The downhill always has been about speed. But it also has been about danger. Two years ago in Wengen, Switzerland, an Austrian skier, Gernot Reinstadler, caught the tip of his ski in the webbing of a snow fence and was killed.
"Downhillers live with a certain fatalism," said Bernhard Russi, the designer of the past three Olympic downhill courses.
"We should never forget that we are in a sport using a helmet," said Russi, who won the 1972 Olympic downhill gold. "When you use a helmet, it is in some ways special."
For the past few weeks, racing officials have defended the safety of their courses. Russi says that Kvitfjell, like virtually every modern course, is safe for the men and the women.
"The racers should always have fear," he said. "If the fear is not there, then the respect for the downhill is not there."
To an outsider, the downhill is the most preposterous of events. It is racer against mountain, first competitor to the bottom wins at speeds that would make a motorcyclist pause.
Racers like Tommy Moe, the rising young American star, are accustomed to being asked, "So, are you guys crazy or what?"
"Yeah," he said. "I think so. We're kind of crazy. I like the adrenalin rush. I'm an adrenalin junkie."
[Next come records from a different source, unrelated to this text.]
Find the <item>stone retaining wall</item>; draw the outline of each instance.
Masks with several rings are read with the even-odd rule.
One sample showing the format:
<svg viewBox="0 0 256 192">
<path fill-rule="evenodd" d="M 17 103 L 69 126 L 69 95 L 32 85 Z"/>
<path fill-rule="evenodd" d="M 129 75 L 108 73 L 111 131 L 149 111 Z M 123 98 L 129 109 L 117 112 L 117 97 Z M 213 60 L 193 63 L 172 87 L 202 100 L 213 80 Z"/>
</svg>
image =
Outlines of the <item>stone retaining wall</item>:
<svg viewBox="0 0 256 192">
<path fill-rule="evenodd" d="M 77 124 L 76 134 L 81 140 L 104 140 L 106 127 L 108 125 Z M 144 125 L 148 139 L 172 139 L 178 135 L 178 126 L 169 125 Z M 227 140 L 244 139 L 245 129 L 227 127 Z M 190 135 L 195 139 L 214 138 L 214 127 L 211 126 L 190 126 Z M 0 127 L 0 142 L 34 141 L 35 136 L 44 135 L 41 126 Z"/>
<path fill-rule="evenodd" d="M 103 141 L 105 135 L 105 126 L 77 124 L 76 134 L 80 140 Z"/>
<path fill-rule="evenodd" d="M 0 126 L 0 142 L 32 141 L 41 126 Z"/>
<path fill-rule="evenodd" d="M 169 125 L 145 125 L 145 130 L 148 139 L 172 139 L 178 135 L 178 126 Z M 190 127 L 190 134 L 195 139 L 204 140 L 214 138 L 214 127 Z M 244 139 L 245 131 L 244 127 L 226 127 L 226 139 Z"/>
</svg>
Even Ferguson, a father of two, pushes the edge. Anything less, he said, could be dangerous.
"If you get tentative, you're not thinking right," he said. "You have to get in there and go. You go that fast, you don't want to pull up and do a back flip. You would break your back. You have to go for it."
Kvitfjell presents challenges over an ever-changing terrain. The start is above the tree line and, after a series of fall-away turns, the racers are faced with the most spectacular jump on the course, the Russi Jump.
They fly through the air the length of a football field, landing softly before they make a sharp left turn onto the steep descent to the bottom.
"It's a short course," said AJ Kitt, the last American to win a World Cup title. "It's one of the best courses that Russi has ever designed."
Now, the only question before Sunday's race is this: what will the weather be like?
Norway in winter is an especially gray and forbidding place. Light conditions can best be described with one word: white.
"You pray for sun," Moe said.
Instead, the racers are likely to roar down the mountain through overcast skies that nearly match the color of the snow.
"When you drive in a blizzard you can't see in front of you," Kitt said. "It's the same on the course. But we can't slow down."
The downhillers race at only one speed: full throttle.
"Now, you can't worry about breaking an arm or a leg," Kitt said. "You don't slow down. Ever."